I am exploring CUDA 8.0 with Visual Studio 2015 (running on a GeForce GTX 1060).
I tried setting 2000 blocks to run 1024 threads each (values that are supported) but I get an error code 4 after launching the kernel. The blocks are not doing anything exotic, in fact I'm not even using shared memory.
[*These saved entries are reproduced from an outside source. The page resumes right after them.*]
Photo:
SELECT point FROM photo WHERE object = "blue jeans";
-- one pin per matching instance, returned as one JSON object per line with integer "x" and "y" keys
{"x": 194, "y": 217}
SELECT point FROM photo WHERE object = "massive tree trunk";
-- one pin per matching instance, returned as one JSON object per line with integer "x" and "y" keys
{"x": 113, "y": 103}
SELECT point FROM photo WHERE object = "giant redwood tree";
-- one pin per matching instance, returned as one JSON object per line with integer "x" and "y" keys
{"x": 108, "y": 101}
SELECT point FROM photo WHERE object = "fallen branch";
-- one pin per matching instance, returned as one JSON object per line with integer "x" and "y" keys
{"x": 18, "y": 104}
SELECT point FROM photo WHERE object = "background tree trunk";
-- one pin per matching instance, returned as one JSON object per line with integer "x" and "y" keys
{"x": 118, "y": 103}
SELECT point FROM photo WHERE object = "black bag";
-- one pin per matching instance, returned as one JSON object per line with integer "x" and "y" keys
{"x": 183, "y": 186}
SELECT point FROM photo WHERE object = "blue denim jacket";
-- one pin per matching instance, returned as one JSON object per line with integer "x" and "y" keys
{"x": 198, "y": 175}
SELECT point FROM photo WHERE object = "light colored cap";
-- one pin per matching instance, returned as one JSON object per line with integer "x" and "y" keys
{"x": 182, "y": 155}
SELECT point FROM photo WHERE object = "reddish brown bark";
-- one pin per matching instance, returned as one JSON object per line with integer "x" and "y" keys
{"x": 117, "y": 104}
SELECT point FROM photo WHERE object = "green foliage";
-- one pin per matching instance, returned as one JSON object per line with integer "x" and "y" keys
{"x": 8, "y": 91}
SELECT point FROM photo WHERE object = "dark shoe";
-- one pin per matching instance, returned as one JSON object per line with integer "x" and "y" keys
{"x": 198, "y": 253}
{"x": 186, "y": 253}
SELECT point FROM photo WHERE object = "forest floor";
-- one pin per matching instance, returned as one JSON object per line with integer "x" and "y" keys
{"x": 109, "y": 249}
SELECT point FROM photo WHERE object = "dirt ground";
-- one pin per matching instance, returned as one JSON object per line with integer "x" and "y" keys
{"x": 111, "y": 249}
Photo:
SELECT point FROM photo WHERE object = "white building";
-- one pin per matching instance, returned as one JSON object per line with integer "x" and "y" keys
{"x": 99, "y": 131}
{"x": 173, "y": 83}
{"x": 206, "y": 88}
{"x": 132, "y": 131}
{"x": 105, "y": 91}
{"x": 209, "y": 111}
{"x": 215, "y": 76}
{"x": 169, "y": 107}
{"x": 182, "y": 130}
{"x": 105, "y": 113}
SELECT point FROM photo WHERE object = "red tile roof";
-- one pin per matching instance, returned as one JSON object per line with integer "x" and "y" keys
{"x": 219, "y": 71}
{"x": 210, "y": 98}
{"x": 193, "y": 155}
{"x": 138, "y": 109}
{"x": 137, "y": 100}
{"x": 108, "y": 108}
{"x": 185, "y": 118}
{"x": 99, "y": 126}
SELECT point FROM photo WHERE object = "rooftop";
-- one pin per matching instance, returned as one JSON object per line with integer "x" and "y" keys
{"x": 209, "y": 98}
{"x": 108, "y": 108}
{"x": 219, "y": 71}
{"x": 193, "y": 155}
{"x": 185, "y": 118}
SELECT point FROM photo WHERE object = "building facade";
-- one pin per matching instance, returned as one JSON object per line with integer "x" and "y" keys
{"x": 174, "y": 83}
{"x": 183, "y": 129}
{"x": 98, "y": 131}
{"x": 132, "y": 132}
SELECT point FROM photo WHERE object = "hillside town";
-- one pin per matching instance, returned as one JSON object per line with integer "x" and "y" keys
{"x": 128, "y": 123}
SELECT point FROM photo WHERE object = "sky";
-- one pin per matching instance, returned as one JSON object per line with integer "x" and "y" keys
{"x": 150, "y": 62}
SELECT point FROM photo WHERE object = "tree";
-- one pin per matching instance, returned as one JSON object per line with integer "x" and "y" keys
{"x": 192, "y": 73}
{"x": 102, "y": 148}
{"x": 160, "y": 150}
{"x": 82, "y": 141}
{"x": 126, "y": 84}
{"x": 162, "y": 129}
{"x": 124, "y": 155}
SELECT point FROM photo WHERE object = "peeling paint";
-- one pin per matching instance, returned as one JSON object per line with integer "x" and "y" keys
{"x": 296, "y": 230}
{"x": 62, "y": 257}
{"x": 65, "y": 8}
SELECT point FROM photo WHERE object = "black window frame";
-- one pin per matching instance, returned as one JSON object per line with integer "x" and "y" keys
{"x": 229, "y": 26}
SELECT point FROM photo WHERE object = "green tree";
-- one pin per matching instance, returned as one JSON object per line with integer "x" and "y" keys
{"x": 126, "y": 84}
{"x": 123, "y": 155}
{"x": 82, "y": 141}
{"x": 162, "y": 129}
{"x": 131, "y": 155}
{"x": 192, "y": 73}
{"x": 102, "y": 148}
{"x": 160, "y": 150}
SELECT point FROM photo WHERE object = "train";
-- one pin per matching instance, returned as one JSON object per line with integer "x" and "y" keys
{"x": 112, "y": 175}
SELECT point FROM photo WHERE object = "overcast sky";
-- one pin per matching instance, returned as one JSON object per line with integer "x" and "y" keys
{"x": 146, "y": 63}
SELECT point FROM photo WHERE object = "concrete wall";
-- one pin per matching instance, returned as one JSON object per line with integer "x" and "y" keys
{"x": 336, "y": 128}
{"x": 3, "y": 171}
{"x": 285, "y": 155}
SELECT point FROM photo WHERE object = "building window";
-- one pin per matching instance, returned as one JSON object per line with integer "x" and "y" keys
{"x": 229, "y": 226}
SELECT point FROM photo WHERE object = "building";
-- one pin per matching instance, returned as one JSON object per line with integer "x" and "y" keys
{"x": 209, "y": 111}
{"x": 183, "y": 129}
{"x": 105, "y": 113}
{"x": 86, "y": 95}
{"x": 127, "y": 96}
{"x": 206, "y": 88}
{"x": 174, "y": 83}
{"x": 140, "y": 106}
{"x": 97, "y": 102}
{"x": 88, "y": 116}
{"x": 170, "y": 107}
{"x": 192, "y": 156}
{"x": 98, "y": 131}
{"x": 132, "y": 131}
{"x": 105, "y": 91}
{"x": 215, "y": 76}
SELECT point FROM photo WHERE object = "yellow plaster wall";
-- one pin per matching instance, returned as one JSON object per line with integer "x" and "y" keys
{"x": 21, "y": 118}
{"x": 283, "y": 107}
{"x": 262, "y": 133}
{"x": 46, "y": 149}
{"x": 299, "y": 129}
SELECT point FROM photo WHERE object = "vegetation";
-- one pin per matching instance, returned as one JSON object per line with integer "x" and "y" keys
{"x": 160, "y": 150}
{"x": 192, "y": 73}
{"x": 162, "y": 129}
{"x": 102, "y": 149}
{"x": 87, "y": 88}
What am I doing wrong?
My code is as follows:
#include "cuda_runtime.h"
#include "device_launch_parameters.h"
#include <stdio.h>
#include <stdlib.h>
__global__
void addKernel()
{
unsigned int i, ans = 0;
for (i = 0; i < 100000; i++)
{
ans += i;
}
}
int main()
{
addKernel << <2000, 1024 >> >();
cudaError_t cudaStatus = cudaDeviceSynchronize();
if (cudaStatus != cudaSuccess) {
fprintf(stderr, "cudaDeviceSynchronize returned error code %d after launching addKernel!\n", cudaStatus);
}
cudaDeviceReset();
getchar();
return 0;
}
Output:
cudaDeviceSynchronize returned error code 4 after launching addKernel!
When I cut the number of blocks in half, the error goes away. Interestingly, I can eliminate the error by reducing the 100,000 iterations of the loop in the kernel to 1,000 as well.